I see several issues. Most directly, the model is not identified as the parameters atg
and btg
includes at
and bt
. I've changed those to ag
and bg
as they are your subgroup parameters, and indexed them as such, below:
library(rstan)
df <- data.frame(hits = c(36, 1261, 36, 1261, 49, 1248,
17, 7670, 25, 759, 29, 755),
trials = c(118, 53850, 184, 53784, 209, 53759,
118, 53850, 184, 53784, 209, 53759),
X = rep(c(1,0), 6),
g = rep(rep(1:3, each=2), 2),
t = rep(1:2, each=6),
tg = rep(1:6, each=2) )
stanIn <- list(Nt = length(unique(df$t)), #number of groups t
Nc = length(df$t), #number of rows
Ng = length(unique(df$g)), #number of subgroups g
N = df$trials,
n = df$hits,
X = df$X, #condition 1 or 0
t = df$t, #index of groups
g = df$g) #index of subgroups
model <- stan(data = stanIn, file = "minimal.stan",
cores = 4, chains = 4,
control = list(max_treedepth = 14))
with this modified Stan model samples without issues:
data {
int<lower=1> Nt;
int<lower=1> Nc;
int<lower=1> Ng;
int<lower=1> N[Nc];
int<lower=0> n[Nc];
vector<lower=0,upper=1>[Nc] X;
int<lower=1> t[Nc];
int<lower=0> g[Nc];
}
parameters {
vector<offset=0, multiplier=20>[Nt] at; // group intercepts
vector<offset=0, multiplier=20>[Nt] bt; // group slopes
vector<offset=0, multiplier=20>[Ng] ag; // subgroup intercepts
vector<offset=0, multiplier=20>[Ng] bg; // subgroup slopes
}
model {
at ~ normal(0.0, 20.0);
bt ~ normal(0.0, 20.0);
ag ~ normal(0.0, 20.0);
bg ~ normal(0.0, 20.0);
n ~ binomial_logit(N, ag[g] + at[t] + (bt[t] + bg[g]) .* X);
}
generated quantities {
vector[Nc] theta = inv_logit(ag[g] + at[t] + (bt[t] + bg[g]) .* X);
}
Of note, I had to use a high max_treedepth
to fit the model, but it's hard for me to comment on that without understanding the data.
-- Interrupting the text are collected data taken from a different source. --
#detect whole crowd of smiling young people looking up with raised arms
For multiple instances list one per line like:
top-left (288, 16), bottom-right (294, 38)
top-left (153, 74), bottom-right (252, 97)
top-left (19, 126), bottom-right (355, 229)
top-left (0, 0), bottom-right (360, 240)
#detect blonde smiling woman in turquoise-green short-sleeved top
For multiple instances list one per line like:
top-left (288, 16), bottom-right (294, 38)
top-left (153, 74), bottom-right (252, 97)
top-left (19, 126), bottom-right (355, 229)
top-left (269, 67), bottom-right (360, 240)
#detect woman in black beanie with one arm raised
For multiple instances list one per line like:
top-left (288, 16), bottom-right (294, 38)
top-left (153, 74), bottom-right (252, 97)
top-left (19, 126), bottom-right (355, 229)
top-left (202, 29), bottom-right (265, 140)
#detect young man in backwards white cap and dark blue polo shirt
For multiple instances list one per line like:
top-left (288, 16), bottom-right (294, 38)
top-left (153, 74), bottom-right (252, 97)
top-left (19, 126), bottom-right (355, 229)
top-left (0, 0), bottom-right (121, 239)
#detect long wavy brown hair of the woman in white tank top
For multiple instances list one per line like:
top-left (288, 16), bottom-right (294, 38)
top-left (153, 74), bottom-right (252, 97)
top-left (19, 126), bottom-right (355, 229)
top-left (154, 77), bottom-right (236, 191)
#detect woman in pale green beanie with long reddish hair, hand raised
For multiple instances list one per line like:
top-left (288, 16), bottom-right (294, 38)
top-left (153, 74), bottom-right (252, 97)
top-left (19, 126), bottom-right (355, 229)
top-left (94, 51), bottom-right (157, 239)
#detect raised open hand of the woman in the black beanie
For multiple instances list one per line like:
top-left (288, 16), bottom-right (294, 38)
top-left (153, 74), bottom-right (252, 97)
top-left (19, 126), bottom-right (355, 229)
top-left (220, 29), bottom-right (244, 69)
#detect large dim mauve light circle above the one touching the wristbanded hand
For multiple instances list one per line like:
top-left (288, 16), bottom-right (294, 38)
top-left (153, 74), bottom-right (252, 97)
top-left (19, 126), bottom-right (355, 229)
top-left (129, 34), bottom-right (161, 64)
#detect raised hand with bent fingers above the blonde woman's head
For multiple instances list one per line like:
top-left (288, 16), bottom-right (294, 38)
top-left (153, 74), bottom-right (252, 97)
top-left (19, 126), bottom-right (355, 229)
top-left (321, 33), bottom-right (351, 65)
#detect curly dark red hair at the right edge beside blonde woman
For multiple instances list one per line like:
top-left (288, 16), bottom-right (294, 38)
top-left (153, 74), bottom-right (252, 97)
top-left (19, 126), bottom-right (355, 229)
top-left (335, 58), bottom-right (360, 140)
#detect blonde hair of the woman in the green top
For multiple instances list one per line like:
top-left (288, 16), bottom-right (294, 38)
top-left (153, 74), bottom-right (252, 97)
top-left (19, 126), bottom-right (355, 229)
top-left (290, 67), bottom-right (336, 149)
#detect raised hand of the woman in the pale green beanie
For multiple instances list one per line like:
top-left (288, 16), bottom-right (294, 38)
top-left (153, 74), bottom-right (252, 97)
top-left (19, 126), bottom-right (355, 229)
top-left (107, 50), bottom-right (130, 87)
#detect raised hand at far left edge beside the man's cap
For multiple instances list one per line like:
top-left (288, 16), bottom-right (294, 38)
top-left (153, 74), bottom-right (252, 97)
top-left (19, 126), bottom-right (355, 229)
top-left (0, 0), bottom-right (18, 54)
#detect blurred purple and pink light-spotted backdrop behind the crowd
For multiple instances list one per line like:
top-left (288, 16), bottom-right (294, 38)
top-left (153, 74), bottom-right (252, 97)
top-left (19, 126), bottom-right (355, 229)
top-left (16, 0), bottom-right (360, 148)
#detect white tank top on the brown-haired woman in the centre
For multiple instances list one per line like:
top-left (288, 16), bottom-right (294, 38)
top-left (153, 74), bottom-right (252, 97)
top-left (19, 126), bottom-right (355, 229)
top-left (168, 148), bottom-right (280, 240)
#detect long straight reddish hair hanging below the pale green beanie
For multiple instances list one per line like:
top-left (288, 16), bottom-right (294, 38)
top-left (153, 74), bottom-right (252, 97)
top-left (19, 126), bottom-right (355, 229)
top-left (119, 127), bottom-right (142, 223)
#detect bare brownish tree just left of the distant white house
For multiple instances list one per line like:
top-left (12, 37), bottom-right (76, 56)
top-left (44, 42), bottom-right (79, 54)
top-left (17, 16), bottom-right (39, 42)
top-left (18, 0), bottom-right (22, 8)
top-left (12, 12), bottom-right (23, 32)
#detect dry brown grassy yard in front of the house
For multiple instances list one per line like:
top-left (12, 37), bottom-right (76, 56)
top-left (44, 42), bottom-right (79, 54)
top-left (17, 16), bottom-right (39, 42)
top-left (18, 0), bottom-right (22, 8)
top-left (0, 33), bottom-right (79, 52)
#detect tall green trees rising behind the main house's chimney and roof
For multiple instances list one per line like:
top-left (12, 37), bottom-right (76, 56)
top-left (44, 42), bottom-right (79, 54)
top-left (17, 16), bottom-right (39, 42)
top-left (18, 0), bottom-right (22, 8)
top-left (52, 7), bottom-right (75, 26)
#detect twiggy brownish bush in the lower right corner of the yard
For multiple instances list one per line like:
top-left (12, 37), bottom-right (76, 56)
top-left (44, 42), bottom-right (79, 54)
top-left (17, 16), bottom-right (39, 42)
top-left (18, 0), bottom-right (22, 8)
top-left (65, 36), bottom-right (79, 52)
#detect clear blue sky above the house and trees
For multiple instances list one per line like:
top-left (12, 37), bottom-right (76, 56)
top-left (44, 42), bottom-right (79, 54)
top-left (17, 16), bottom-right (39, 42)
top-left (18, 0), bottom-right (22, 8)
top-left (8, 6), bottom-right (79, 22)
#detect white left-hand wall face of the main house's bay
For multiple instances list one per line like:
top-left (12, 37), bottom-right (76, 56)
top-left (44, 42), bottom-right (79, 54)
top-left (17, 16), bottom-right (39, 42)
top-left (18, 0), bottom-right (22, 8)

I've also moved theta
to generated quantities
in case you want those calculations, but the binomial_logit
handles this directly.
I've also setup noncentered parameters using offset
and multiplier
so that the Stan sampler has a better parameter space to sample from. Finally, I've re-coded the loops as vectors.